The ALGO engine triggered buy signals in these three names at yesterday’s close.

Given the sharp sell off that these names have seen over the last few weeks, we feel the upside potential is an reasonable trade.

GPT

TCL

SYD

QANTAS: Share Price Reaches High Altitude

Shares of Qantas reached a 10-year high of $5.90 on Friday as investors respond to several broker valuation upgrades and the rumor of a credit rating upgrade from Moody’s investor services.

One of the reports forecast a target of $7.09 with an expected dividend of 15 cents per share, which would be more than double the 7 cents per share posted in FY 2016.

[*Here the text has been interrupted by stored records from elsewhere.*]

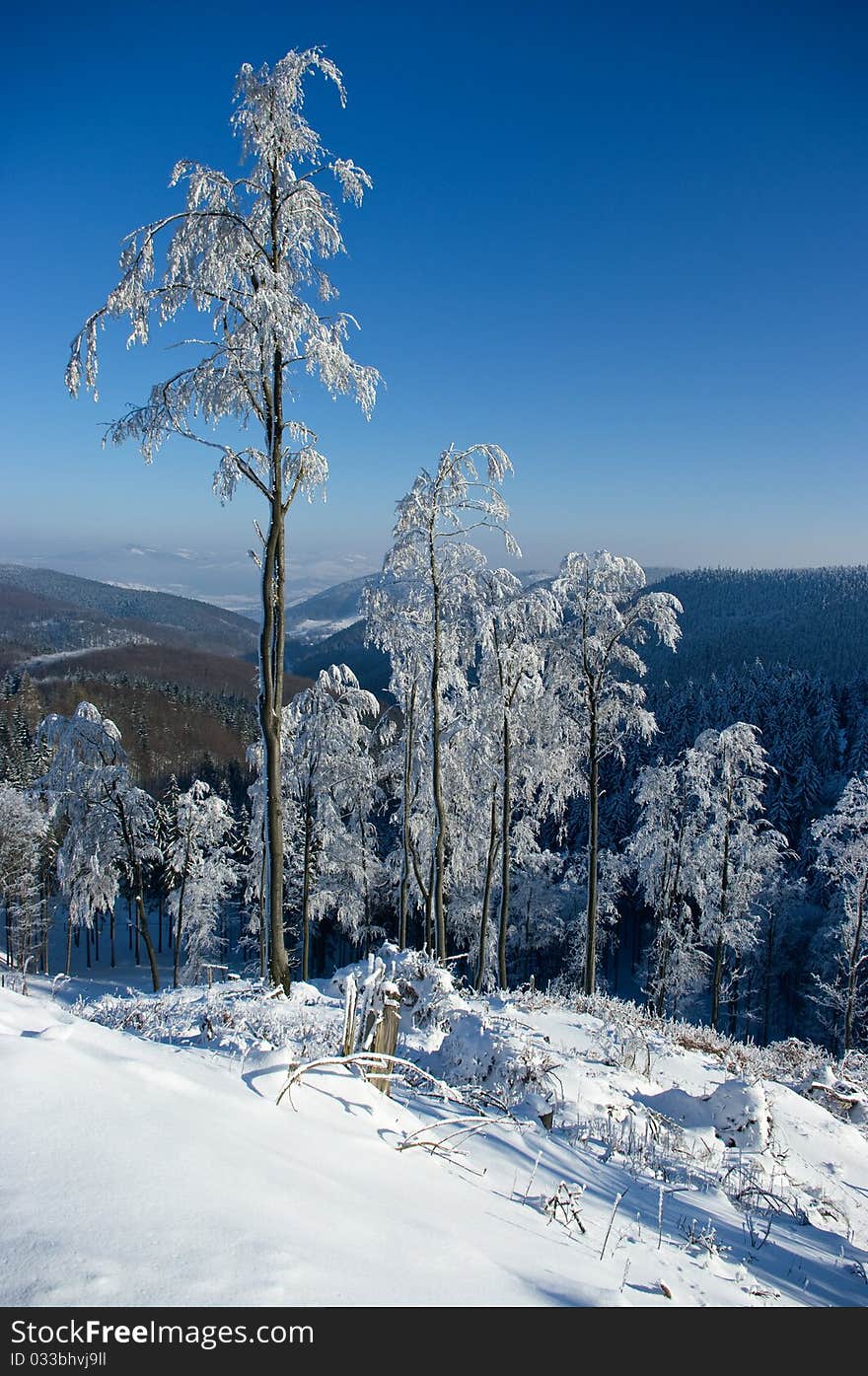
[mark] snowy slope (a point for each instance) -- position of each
(157, 1167)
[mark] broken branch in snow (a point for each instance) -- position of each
(369, 1064)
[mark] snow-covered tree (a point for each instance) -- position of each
(842, 856)
(665, 850)
(245, 253)
(201, 873)
(739, 853)
(516, 757)
(607, 614)
(110, 823)
(429, 570)
(329, 786)
(24, 830)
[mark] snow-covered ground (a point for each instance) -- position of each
(146, 1157)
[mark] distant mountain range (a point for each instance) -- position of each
(48, 612)
(815, 619)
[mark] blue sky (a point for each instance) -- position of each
(623, 241)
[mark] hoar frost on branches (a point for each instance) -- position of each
(607, 614)
(110, 822)
(245, 253)
(24, 832)
(417, 614)
(201, 868)
(842, 856)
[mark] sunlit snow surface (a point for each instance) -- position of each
(153, 1164)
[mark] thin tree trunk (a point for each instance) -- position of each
(853, 969)
(404, 832)
(274, 637)
(721, 930)
(142, 927)
(505, 854)
(593, 843)
(439, 856)
(306, 887)
(490, 863)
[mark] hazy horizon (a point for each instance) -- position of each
(205, 577)
(623, 244)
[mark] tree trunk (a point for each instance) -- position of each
(505, 856)
(270, 706)
(490, 863)
(721, 930)
(306, 888)
(404, 832)
(593, 845)
(853, 966)
(135, 868)
(439, 905)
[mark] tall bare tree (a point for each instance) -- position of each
(245, 252)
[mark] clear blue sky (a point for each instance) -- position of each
(623, 241)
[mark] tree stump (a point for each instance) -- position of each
(386, 1034)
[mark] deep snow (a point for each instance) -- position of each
(154, 1164)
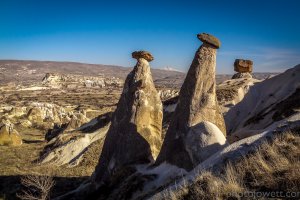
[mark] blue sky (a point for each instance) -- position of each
(106, 32)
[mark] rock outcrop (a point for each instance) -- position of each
(197, 103)
(266, 104)
(232, 91)
(203, 140)
(243, 68)
(8, 135)
(134, 136)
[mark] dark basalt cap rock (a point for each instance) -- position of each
(142, 54)
(243, 66)
(209, 39)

With internal momentum indicators now in overbought territory, we suggest a price reversion lower over the short-term. We will watch the ALGO engine for new signals and expect initial support in the $5.15 area.

QANTAS

 

Softness For Housing Credit

The Reserve Bank of Australia has released its financial aggregate data. Over the 12 months to May 2017, total credit provided to the private sector increased by 5.0%.

However, for the first time since 2011, the annual growth in dwelling loan approvals turned negative. This has also coincided with a slowdown in loan size growth.

We’re likely to see softer housing credit growth over the next 6 to 18 months.

The major banks  have responded to the lower housing loan growth by  announcing mortgage re-pricing starting with investor & interest only loans.

We believe the net-net impact on bank earnings will result in flat EPS growth over the next 12 – 24 months with the unknown risk being the potential pick-up in bad-debt provisioning.